Even in the past two decades we've seen great directors like Kieslowski (even though I'm not a fan of him I respect him) reach their creative peaks. And yet film is suffering from the same consumerism with the likes of Tarantino and Anderson sucking up any good attention to film history or good directors now still filming.
Probably a long rant post, but oh well, who cares, I'm anonymous. Either way I'm looking forward to when India and China completely overtake Europe and the US economically and culturally. Indians and Chinese people actually read.
I do mean Wes Anderson, and also when I said Mamat I meant Mamet. I googled Mamat because it didn't sound right to me, and some fat retard director came up. Oops. So pretend I said Mamet.
>Either way I'm looking forward to when India and China completely overtake Europe and the US economically and culturally. Indians and Chinese people actually read.
I was with you until there. Now you're fuckin' dropped.
>I was with you until there. Now you're fuckin' dropped.
They actually do read though, on average, at least twice as much per week as the average American and nearly that much more than the average European.
Though sure, I overstepped my daydreams a bit there. But we can hopefully both agree that consumerist culture can only be destroyed by adversity to our cultural centers.
it's also pretty much exactly like every single other of his movies, barring maybe Bottle Rocket. He has directed what is essentially the same movie over and over half a dozen times.
> and I don't want to have that discussion here.
Neither do I, because I'm approaching the topic from the viewpoint of an artist (poet wannabe / director wannabe) and not from a political or economic one. So perhaps I'm as naive as Ezra Pound was when he made butt buddies with Mussolini and Hitler even after America joined the war.
I suppose my gripe comes from how democratic literature study has become in schools. Kids should be, even in public schools, required to read a book a week, and memorize five poems a school year. This isn't much to ask, and while many would hate it, it would introduce enough to actual literature and poetry to keep everything alive. But schools only care about employing their students by making sure all the AP Computer Science and AP Physics C classrooms are consistently stocked.
Oh well. I want to be a poet, and I want to be a director.
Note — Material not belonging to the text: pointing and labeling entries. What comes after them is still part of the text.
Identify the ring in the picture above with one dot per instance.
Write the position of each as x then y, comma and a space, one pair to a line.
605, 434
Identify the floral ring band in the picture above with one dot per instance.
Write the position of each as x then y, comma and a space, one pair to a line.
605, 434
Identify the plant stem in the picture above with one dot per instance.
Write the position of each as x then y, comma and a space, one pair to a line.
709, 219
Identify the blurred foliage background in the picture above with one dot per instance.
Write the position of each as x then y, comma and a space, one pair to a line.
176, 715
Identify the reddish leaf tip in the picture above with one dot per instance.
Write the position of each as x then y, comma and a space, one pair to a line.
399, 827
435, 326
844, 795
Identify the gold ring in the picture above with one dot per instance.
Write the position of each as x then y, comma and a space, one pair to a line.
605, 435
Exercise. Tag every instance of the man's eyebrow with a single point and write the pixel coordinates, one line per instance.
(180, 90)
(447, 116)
It'd be a crime if I weren't naive.
eh, they're not perfect and both tend to repeat themselves with regard to their later output, but i think tarantino and anderson have put out worthwhile work. tarantino's pastiche sensibility provides a view at the history of cinema through his distinctive eye, and anderson is a wonderful visual stylist which sometimes reaches levels of poignancy.
wouldn't you say the bigger problem is endless sequels and capeshit bockbusters, so middle-of-the-road in their every sensibility that one film blurs into the next?
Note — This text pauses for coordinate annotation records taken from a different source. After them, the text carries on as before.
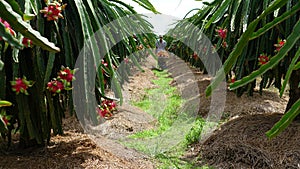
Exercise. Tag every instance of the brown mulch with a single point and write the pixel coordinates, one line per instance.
(242, 143)
(239, 143)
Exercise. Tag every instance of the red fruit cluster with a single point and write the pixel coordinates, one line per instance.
(7, 28)
(279, 45)
(27, 42)
(55, 86)
(195, 56)
(62, 82)
(53, 11)
(222, 33)
(107, 107)
(66, 74)
(263, 59)
(20, 85)
(5, 120)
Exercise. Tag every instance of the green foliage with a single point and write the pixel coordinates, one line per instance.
(253, 27)
(57, 42)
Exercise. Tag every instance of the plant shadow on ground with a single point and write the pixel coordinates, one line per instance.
(61, 153)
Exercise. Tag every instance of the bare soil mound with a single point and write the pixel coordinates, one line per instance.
(242, 143)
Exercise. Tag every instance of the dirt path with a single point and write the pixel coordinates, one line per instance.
(76, 150)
>wouldn't you say the bigger problem is endless sequels and capeshit bockbusters, so middle-of-the-road in their every sensibility that one film blurs into the next?
Sure, but that's really just unfixable at this point. The market has always been there, and unfortunately it's expanded to being unkillable. A movie that's guaranteed to make 1 billion upon release from a 200 million budget is unkillable as an enterprise. That's permanent.
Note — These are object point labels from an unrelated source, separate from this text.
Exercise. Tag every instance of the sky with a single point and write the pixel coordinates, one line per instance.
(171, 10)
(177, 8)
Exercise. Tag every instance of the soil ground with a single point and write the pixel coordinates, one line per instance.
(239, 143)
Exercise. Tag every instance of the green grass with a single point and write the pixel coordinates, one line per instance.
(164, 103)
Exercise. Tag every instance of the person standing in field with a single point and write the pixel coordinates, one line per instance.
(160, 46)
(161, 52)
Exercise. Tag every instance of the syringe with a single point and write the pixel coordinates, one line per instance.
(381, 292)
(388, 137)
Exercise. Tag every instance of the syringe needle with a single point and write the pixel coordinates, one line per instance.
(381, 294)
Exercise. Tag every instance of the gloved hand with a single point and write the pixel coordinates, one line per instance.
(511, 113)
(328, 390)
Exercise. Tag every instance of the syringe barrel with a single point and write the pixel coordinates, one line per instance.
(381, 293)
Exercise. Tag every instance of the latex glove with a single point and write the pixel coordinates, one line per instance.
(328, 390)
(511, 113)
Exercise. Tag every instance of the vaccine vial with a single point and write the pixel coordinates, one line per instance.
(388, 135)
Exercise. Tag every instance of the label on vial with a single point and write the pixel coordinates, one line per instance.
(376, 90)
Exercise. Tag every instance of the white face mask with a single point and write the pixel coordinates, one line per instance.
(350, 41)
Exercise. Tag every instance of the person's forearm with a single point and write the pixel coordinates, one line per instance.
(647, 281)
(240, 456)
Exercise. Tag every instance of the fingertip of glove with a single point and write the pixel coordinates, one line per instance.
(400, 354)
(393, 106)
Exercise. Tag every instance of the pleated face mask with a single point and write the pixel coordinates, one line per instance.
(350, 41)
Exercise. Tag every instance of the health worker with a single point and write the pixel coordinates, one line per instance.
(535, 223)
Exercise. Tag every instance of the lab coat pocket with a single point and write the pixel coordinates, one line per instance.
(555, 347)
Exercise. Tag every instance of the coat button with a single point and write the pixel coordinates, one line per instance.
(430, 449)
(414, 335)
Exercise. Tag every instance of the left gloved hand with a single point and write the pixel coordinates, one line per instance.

And sure, I'm being a bit harsh with Tarantino and Anderson, but I think I'm just mad at how much of the film market they've clogged out. That is, capeshit takes 90 percent of the market, but middling directors like Tarantino and Anderson who get followings (themselves unkillable at this point, maybe a decade after both die they'll dissipate) and take up another huge portion of the remaining market. It'd be fine if they were still making good movies. Both debuted rather well, but both are laughably horrible now (Tarantino far worse than Anderson).
Capeshit just kind of fills the void for people who weren't going to read or take literature seriously anyways (the intellectual underclass who refuses to have to think about what they consume or enjoy. Which is honestly fine, because this has always comprised the large majority of any society.)
you make fair points and i too lament the fact that so many 'film buffs' focus all of their attention on directors like anderson and tarantino instead of delving deeper into the artform and engaging with more challenging and distinctive filmmakers. i enjoy their work nonetheless and will defend it when i can, but i agree it's a shame they take up so much of the marketplace for 'film buffs' when more attention could be focused elsewhere.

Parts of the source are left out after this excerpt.